Unique~ I noticed that! Then your Laramy is sure to grow up to be a fine looking young man! hehehe

Thanks nabi~


----------



## Kari (May 13, 2004)

He is so cute!


----------



## LaVida (Jul 11, 2005)

My baby girl looks just like your Lil Man.


----------



## OzzyAndLilysMom (Mar 9, 2004)

what a cutie and what a perfect apple head


----------



## mychisangel (May 6, 2005)

Willie is adorable. You always take such great pics. :lol:


----------



## Rachael Polachek (Feb 19, 2005)

Great pics! I love the one where's he's looking up at you with such love. I'm a sucker for flattened ears pics. :lol:


----------



## Auggies Mom (Jun 9, 2004)

He's adorable and he definitely looks like a happy lil fella


----------



## SC (Oct 15, 2004)

Oh he is so cute and you can tell what a good natured little chi he is! That is so great.


----------



## luv4mygirls (Feb 20, 2005)

he's so handsome!


----------



## maureen (May 9, 2004)

He really is adorable.


----------



## chimom (Apr 1, 2005)

Love, love, love that cute little applehead!! He really looks like he has a great personality.


----------



## Sachem (Jul 1, 2005)

LaVida, Wow they do look alike  

The flattened ears, hehehe..my husband calls it friendly-ears, or he calls him "FlatHead" not a very flattering name :wink: 

Thank you all for saying such wonderful things about him. It means a lot since a mama thinks her baby is beautiful, no matter what. And someone I once worked with called him ugly!!! :evil: 
Ahhh well, I adore him as much as you all love your babies, and I know that's a lot  

Love Stacy


----------



## stefania (Apr 16, 2005)

Awww he looks like a good boy


----------



## purpleboy2 (Apr 2, 2005)

i love your chi it reminds me of my aunts chi


----------



## KJsChihuahuas (Jan 6, 2005)

WOW way cute!


----------



## 8batch (Mar 11, 2005)

I am trying to put a pic of my lil girl Sybil.

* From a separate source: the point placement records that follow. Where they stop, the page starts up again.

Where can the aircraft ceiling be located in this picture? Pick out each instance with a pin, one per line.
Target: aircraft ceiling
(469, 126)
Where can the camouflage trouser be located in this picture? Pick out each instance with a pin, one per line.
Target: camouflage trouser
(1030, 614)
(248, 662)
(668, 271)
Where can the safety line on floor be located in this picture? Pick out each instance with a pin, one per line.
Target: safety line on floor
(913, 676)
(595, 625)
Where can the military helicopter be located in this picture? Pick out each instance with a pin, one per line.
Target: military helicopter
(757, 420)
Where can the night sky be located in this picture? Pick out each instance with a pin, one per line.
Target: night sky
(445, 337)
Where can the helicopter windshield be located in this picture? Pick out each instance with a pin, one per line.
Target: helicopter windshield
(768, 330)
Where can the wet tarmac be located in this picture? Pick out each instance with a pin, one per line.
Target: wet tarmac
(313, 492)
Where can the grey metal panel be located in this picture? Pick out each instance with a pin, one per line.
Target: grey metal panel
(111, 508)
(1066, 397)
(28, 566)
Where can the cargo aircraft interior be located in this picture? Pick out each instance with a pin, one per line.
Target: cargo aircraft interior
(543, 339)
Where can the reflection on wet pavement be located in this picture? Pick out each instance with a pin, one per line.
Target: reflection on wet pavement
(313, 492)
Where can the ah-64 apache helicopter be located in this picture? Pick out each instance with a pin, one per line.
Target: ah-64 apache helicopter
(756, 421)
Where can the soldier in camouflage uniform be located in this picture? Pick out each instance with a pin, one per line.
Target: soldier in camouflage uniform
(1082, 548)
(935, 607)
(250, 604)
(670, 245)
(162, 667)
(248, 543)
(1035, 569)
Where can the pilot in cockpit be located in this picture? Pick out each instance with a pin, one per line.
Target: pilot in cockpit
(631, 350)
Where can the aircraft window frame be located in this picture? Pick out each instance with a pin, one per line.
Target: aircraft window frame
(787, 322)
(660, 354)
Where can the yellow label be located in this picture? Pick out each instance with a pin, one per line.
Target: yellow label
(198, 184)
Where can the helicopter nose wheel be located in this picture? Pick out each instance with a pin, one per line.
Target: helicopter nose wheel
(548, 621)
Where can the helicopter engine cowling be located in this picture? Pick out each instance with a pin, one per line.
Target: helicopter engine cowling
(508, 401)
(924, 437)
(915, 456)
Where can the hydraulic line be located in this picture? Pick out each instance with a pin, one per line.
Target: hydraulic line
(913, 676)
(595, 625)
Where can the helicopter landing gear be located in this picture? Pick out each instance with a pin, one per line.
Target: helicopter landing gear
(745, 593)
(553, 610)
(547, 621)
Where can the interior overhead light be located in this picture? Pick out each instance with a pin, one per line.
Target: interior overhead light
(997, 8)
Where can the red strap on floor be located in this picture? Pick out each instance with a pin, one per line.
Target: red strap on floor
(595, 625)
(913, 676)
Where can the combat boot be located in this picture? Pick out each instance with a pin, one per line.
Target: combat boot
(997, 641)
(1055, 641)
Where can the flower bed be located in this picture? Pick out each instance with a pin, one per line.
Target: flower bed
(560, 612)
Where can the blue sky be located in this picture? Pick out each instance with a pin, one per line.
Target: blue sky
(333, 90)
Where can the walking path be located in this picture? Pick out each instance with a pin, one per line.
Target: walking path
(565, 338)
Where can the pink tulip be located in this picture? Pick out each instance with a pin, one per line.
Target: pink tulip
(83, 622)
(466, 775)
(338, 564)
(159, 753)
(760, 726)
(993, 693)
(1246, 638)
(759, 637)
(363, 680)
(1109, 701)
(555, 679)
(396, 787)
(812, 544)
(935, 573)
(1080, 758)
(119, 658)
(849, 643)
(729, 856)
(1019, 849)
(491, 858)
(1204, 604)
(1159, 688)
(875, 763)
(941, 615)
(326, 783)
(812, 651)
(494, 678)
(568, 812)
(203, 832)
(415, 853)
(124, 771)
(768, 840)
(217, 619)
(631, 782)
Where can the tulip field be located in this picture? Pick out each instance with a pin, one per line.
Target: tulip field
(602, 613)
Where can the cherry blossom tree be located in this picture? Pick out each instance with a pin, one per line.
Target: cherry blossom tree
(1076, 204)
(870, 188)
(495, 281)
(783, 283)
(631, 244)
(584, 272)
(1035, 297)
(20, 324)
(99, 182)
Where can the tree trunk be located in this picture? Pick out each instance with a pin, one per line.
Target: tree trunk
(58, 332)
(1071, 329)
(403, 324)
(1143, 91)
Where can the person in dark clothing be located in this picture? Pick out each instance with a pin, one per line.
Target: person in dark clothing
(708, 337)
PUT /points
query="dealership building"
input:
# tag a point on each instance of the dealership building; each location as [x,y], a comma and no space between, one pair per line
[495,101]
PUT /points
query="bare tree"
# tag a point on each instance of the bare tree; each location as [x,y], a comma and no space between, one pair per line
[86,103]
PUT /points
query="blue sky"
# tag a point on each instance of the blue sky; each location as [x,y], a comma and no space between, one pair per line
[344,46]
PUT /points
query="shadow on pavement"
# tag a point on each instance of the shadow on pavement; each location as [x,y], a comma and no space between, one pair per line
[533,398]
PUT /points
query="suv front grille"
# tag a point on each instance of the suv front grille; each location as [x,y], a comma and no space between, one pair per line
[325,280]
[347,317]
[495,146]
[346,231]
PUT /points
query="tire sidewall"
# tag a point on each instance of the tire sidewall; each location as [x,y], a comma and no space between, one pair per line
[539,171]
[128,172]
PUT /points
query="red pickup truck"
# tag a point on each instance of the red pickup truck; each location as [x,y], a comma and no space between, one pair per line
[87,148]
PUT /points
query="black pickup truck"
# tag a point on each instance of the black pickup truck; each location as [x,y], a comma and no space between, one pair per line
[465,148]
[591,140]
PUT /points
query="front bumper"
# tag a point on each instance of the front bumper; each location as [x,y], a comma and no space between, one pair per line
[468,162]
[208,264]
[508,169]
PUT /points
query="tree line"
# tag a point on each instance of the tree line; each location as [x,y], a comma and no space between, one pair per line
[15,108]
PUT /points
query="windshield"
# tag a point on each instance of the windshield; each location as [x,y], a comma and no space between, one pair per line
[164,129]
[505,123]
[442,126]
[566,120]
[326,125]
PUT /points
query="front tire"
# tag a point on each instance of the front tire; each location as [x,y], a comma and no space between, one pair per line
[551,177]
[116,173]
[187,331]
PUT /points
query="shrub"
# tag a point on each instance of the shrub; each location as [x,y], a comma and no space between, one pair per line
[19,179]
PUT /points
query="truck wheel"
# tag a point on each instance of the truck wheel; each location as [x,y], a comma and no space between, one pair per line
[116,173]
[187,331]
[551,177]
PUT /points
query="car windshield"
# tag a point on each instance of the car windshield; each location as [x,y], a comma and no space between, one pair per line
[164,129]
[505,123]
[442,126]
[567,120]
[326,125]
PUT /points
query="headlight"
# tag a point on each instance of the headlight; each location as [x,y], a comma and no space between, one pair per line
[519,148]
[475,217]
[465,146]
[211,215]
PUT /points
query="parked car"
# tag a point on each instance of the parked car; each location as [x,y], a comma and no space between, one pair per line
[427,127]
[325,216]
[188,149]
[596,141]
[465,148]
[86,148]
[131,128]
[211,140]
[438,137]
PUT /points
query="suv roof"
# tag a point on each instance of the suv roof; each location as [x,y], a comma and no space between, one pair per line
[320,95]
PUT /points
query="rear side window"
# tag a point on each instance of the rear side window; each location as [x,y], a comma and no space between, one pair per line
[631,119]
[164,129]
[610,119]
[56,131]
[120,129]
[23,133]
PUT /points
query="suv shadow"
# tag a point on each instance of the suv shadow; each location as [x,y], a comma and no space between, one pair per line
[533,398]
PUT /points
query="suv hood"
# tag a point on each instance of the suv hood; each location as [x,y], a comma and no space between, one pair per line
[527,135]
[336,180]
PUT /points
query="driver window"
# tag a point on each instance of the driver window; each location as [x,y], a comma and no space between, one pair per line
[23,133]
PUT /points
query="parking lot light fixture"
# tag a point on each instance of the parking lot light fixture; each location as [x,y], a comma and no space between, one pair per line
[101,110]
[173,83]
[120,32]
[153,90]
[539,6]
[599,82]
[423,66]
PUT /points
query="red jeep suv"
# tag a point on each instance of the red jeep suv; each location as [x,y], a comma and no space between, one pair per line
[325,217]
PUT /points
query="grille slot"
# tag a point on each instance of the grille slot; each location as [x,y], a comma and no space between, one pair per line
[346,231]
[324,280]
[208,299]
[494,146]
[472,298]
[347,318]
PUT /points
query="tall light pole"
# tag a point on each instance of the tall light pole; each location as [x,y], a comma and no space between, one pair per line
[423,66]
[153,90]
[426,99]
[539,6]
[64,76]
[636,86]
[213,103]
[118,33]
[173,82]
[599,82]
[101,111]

http://i3.photobucket.com/albums/y81/8batch/8weeks/FH000001.jpg


----------



## sjc (Jan 14, 2005)

He is adorable!!! I'm in love with Appleheads :wink: 

sandra
www.chloescustomharness.com


----------



## carachi (Mar 20, 2005)

Ha! Amusing little girl :lol:


----------



## nikki&paris (May 30, 2005)

What a sweet boy.


----------



## Sachem (Jul 1, 2005)

Thanks All!!!  I love seeing all your babies too  

Love Stacy


----------



## xx-nathalie-xx (Jan 10, 2005)

Sachem said:


> LaVida, Wow they do look alike
> 
> The flattened ears, hehehe..my husband calls it friendly-ears, or he calls him "FlatHead" not a very flattering name :wink:
> 
> ...



when they pull their ears back ...they are in a lovey dovey mood  i just love that !!! your boy is really gorgeous :shock: i love black and white chi's  

kisses nat


----------



## Sachem (Jul 1, 2005)

Thanks, I love the black and whites too...but the more chis I see, the more I love each color


----------



## fizzy n kirbys mum (Jan 17, 2005)

Stacy , your boy is so handsome 8)


----------